HPWNet is an experimental wireless network developed by CSP since 2005. The project started with two aims: to develop a wireless backbone in the urban area of Turin, which can be used for the rapid activation of wireless nodes in the city and as a point of departure for extensions towards neighboring municipalities.

Today, HPWNet is based on 14 sites in the urban area of Turin and involves other 34 backbone nodes spread throughout the Piemonte Region. Link length ranges between 500m and 60km: HPWNet allows us to deeply analyze the behavior of wireless devices , in a real scenario with other active networks and several interferences.

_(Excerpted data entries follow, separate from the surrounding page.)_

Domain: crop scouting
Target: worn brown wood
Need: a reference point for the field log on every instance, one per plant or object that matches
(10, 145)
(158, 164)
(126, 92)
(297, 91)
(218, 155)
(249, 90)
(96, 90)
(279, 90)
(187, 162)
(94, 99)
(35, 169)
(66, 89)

Moreover, HPWNet is not only an experimental network and it is used every day by several on going projects; next image shows the throughput in one of the main sites in Turin, that aggregates the traffic from several HPWNet nodes.

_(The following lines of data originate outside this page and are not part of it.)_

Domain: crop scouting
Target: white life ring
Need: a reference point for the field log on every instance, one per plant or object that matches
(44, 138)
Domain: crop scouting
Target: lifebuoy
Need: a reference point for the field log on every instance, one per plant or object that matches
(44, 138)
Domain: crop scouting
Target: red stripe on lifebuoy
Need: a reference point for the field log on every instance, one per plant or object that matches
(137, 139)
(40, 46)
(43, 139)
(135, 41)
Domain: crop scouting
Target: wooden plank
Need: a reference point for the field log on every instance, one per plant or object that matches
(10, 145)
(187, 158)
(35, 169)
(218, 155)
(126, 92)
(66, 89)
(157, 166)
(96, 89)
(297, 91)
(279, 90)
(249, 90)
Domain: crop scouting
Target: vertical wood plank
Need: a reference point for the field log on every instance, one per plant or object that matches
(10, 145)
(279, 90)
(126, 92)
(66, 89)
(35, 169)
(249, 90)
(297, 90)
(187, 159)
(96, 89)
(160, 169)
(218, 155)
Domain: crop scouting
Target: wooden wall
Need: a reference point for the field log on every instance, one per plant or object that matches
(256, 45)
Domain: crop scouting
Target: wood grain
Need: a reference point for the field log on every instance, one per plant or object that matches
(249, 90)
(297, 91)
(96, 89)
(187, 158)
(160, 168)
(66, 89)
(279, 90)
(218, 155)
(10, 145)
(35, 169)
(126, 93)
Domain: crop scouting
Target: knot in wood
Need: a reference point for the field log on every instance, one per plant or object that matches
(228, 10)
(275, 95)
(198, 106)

The modularity of the project

One essential characteristic of HPWNet is its modularity: it will indeed be possible to modify the basic infrastructure to extend the network not only by adding connections to new destinations, but also by increasing the available throughput on single links by aggregating several wireless connections.

In view of this it will be possible to extend the network to respond to the need to integrate new points. Only when an existing connection approaches saturation will it be necessary to increase its capacity. This simplifies the network planning stage and
at the same time means the system can respond rapidly to the requirements and operative needs of the users.

HPWNet technologies

Wireless link are mainly based on IEEE 802.11h and 802.11n standards. We are using devices for several vendors and also system based on Shelob platform; this open platform enables us to customize and optimize device drivers to improve performance and reliability of the system.
Moreover, we can test new algorithms and protocols without the limitation of a commercial device.

We also experimentally use devices that works at 17GHz, mainly to avoid strong interferences that occur at 5GHz; in the next month we plan to evaluate also 24GHz devices;  we also tested TV White Spaces devices that works at 700MHz in mountain areas.

We are introducing routing and forwarding protocols to maximize the overall network availability and performance and to simplify its management. First, we have evaluated and compared mainly routing protocols through emulation and in laboratory to optimize them for wireless networks.